- Picture of the band from the back cover of the Sleeper album

Background information
- Origin: Boston, Massachusetts, United States
- Genres: Alternative rock
- Years active: 1985–1994
- Labels: Rutabaga Records Slash/Warner Bros. Records
- Spinoffs: Janet LaValley, The Vivs, Din
- Past members: Terri Barous Eric Brosius Janet LaValley Greg LoPiccolo David Penzo Mike Levesque

= Tribe (band) =

American alternative rock band

Tribe was an American alternative rock band from Boston, Massachusetts, United States, which was active in the late 1980s and early 1990s. They released three albums including two on Slash Records/Warner Bros. Records. They were finalists in the 1988 WBCN Rock 'n' Roll Rumble.

However, their popularity in Boston did not translate their local appeal into national fame and they disbanded in 1994.

Greg LoPiccolo later stated that "When Warner Bros didn’t pick up our option for the third album; that was kind of a momentum-killer."

Terri Barous, now Brosius, and Eric Brosius and Greg LoPiccolo later joined video game developer Looking Glass Studios and did sound/voice/music work on various games. They would later become critical members of Guitar Hero developer Harmonix.

"Outside", a song from Here at the Home, was featured in the 2007 music video game Rock Band.

==Current status==
Terri Brosius helped form Boston band The Vivs, where she is the keyboard player and backing vocalist.
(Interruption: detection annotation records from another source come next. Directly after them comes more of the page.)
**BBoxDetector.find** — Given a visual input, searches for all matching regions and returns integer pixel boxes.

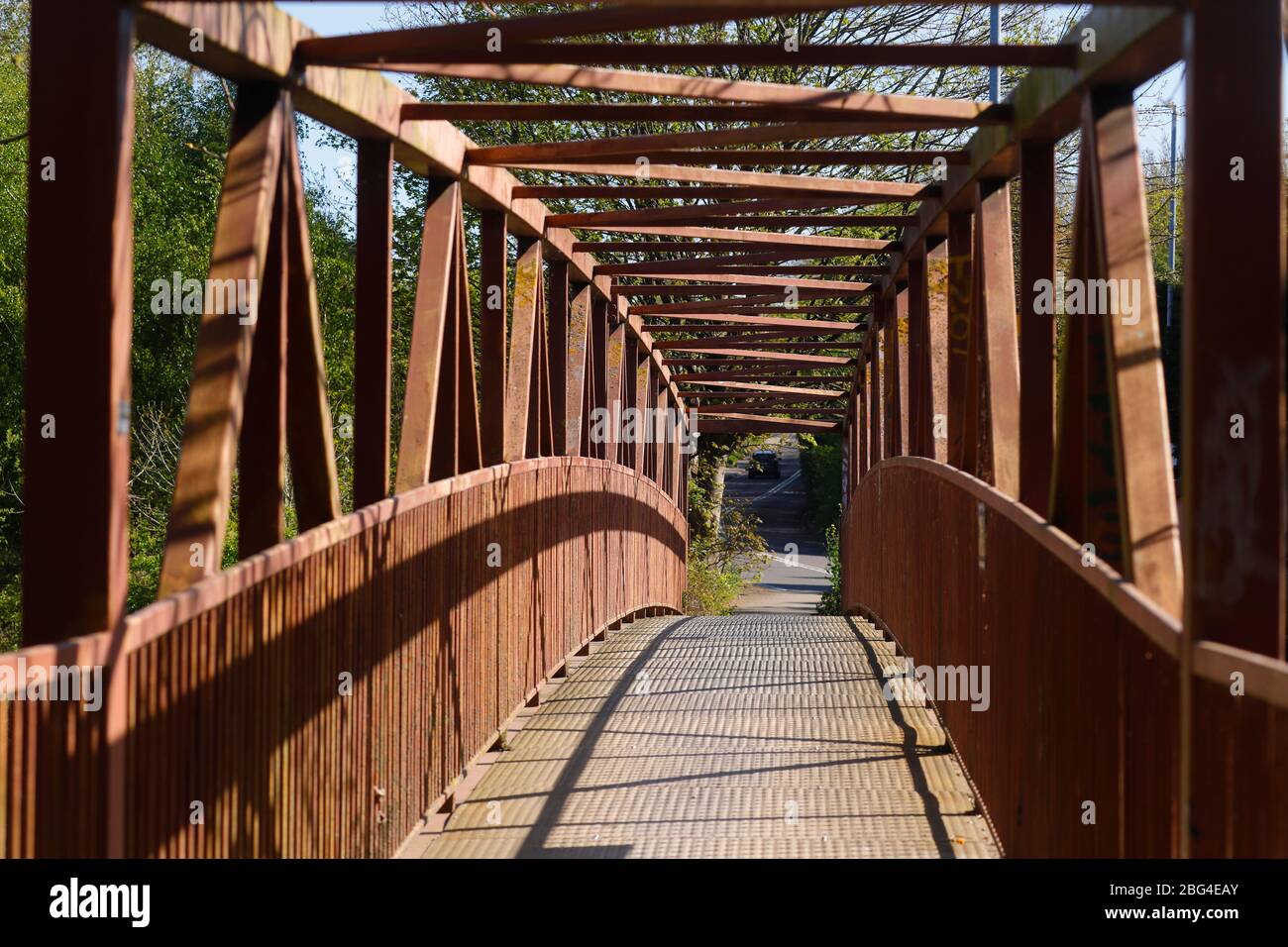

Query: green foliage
[0,0,374,651]
[684,500,769,614]
[798,434,844,532]
[814,523,845,614]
They released their debut album, "Mouth to Mouth", in 2009.

Eric Brosius is a member of the Boston bands Eddie Japan and Dark Wheels, which both feature Greg LoPiccolo's brother Bart on guitar.

Janet LaValley is co-founder and lead singer for the dark wave/indie band, Murdoch. Murdoch released their first album, "Gone", in 2021. LaValley had a song called "Jube" on the soundtrack for the movie That's What She Said.

==Members==

- Janet LaValley: vocals, rhythm guitar (1985–1994)
- Terri Barous: keyboards, backing vocals (1985–1994)
- Eric Brosius: lead guitar, backing vocals (1985–1994)
- Greg LoPiccolo: bass, backing vocals (1985–1994)
- David Penzo: drums, percussion (1985–1994)
- Mike Levesque: drums, percussion (live shows only) (1994)

==Discography==
===Albums===
- Tribe (EP) (1987)
- Here at the Home (1990)
- Abort (1991)
- Sleeper (1993)

===Singles===
- "Jakpot" (1990)
- "Easter Dinner" (1991)
- "Payphone"(1991)
- "Joyride (I Saw the Film)" (1991)
- "Supercollider" (1993)
- "Red Rover" (1993)

The "Payphone" single featured a cover of "Goldfinger" by Shirley Bassey on its B-Side.

===Music Videos===
A music video for "Joyride (I Saw the Film)" was filmed in 1991 and premiered on MTV's 120 Minutes.

A second music video, released in 1993 for "Supercollider," incorporated lyrics referencing the Superconducting Super Collider (SSC), a particle accelerator project that was underway during the song's composition but ultimately cancelled before completion.